PV And Battery Storage
This example combines one electricity demand, PV with variable capacity, and a battery with variable power capacity and six hours of energy duration.
using Nosy
using HiGHS
import JuMP: set_silent
# Generate a simulation and carrier.
s = Sim(Model(HiGHS.Optimizer); mesh=TimeMesh())
set_silent(model(s))
elec_carrier = EnergyCarrier("power", s)
# Synthetic data for load
hours = 1:8760
day_angle = 2pi .* ((hours .- 1) .% 24) ./ 24
season_angle = 2pi .* (hours .- 1) ./ 8760
load_profile = 3000 .+ 1500 .* sin.(day_angle .- pi / 2) .+
120 .* sin.(season_angle .- pi / 2)
# Synthetic data for PV
cf_pv = [
x < 1e-6 ? 0.0 : x for x in [
max(0, cos((h % 24 - 12) / 12 * pi) * (0.6 + 0.4 * sin(2pi * (h / 24) / 365)))
for h in 1:8760
]
]
# Snapshot initialisation
snapshot = Snapshot(s)
# One electricity node. evalprice=true stores the node dual prices after solve.

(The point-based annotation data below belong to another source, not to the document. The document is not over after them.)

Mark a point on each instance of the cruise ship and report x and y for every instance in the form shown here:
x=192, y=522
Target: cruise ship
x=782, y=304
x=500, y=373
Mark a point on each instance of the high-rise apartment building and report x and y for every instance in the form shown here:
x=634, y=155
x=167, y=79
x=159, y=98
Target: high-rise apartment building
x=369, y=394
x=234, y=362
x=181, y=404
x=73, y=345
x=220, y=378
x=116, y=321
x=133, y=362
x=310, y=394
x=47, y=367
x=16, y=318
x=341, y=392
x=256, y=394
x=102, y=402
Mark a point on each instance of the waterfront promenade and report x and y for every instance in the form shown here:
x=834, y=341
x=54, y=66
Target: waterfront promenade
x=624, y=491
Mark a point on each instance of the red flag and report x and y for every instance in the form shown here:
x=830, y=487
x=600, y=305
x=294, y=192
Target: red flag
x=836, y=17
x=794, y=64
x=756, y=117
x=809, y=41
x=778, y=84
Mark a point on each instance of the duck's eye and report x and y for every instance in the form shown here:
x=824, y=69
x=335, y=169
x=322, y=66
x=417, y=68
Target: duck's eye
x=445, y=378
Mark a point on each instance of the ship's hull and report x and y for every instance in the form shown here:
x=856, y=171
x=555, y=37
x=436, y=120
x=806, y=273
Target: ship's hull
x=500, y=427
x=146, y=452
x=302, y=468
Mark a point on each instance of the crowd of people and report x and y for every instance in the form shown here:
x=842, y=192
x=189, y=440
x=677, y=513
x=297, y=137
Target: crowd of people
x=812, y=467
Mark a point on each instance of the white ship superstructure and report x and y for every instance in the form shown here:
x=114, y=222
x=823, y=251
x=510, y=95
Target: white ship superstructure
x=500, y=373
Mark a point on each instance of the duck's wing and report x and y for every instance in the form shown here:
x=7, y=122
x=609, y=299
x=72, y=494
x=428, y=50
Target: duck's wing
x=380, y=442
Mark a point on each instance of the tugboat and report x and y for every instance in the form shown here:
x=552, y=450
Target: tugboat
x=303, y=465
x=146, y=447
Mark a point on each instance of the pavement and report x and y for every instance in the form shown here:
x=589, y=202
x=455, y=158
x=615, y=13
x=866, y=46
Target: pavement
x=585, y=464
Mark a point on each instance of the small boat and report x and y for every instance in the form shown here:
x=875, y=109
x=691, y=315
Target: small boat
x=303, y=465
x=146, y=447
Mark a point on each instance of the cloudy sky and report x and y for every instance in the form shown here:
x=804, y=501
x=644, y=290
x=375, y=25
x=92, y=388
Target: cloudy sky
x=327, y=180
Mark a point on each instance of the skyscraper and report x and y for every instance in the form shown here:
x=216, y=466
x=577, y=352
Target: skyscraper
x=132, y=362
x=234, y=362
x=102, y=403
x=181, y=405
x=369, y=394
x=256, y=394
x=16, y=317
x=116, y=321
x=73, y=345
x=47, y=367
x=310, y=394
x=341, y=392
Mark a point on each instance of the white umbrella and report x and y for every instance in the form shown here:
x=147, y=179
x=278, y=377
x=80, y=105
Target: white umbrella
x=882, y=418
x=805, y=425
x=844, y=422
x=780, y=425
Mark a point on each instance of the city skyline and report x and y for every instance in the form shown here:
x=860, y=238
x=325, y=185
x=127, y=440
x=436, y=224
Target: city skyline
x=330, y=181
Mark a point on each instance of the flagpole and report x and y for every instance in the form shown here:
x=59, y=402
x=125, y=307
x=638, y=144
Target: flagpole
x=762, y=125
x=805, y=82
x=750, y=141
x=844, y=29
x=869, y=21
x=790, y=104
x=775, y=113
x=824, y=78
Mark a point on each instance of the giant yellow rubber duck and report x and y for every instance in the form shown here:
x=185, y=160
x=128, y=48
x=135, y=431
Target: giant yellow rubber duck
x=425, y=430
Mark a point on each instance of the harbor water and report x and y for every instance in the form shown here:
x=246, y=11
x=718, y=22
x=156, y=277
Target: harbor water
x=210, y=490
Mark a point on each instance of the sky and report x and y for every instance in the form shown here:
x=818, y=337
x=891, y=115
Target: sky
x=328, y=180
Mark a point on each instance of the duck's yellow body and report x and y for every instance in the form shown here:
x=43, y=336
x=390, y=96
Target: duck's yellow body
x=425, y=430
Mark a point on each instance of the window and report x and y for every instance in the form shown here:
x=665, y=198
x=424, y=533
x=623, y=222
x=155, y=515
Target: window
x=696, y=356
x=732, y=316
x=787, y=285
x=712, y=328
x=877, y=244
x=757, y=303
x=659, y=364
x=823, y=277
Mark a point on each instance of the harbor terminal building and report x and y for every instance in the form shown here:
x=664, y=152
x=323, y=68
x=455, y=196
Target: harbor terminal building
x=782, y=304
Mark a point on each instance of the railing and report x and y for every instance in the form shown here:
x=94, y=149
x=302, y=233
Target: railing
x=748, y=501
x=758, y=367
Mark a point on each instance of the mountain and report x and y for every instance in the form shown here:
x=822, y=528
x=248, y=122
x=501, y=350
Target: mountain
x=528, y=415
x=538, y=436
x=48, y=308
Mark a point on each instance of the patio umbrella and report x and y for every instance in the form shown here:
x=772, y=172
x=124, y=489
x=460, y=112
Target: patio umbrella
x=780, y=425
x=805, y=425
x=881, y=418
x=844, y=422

grid = Node("grid", elec_carrier, rule=:curtailed, evalprice=true)
# Component: electricity consumption.
consumption = Component("consumption", Demand(elec_carrier, load_profile))
connect!(snapshot, consumption, grid)
# Component: PV with optimised output capacity and fixed annualised cost.
pv = Component(
"PV",
ProfileSource(elec_carrier, cf_pv),
[
VariableCapacity("output", energy),
FixedCost(:capex, "output", energy, 50_000.0),
],
)
connect!(snapshot, pv, grid)
# Component: battery storage.
battery = Component(
"battery",
BasicStorage(elec_carrier, elec_carrier, elec_carrier, energy; eff_i=0.85), # 85% roundtrip efficiency, modelled as input efficiency
[
VariableCapacity("input", energy), # Optimised charging capacity, in MW
FixedCost(:capex, "input", energy, 50_000.0), # Annualised fixed cost, in EUR/MW
Duration(6), # Six-hour storage duration linking flow and level capacities
],
)
connect!(snapshot, battery, grid) # Both input and output ports are connected.
# Optimisation
optimize!(snapshot, cost(snapshot))
result = extract(snapshot)Expected results:
julia> table(result, capacity)
1×3 DataFrame
Row │ PV battery consumption
│ Float64 Float64 Float64
─────┼───────────────────────────────
1 │ 50373.4 5628.94 0.0
julia> p = dualprice(result.nodes["grid"]);
julia> minimum(p)
-0.0
julia> maximum(p)
3516.0807550572163
julia> sum(p) / length(p)
111.78592911234288The capacity table shows the optimised PV and battery build-out. The dual price is available because evalprice=true was set on the node and this is a continuous optimisation problem. Dual prices are not available for MILP problems because the dual is not defined for mixed-integer solutions.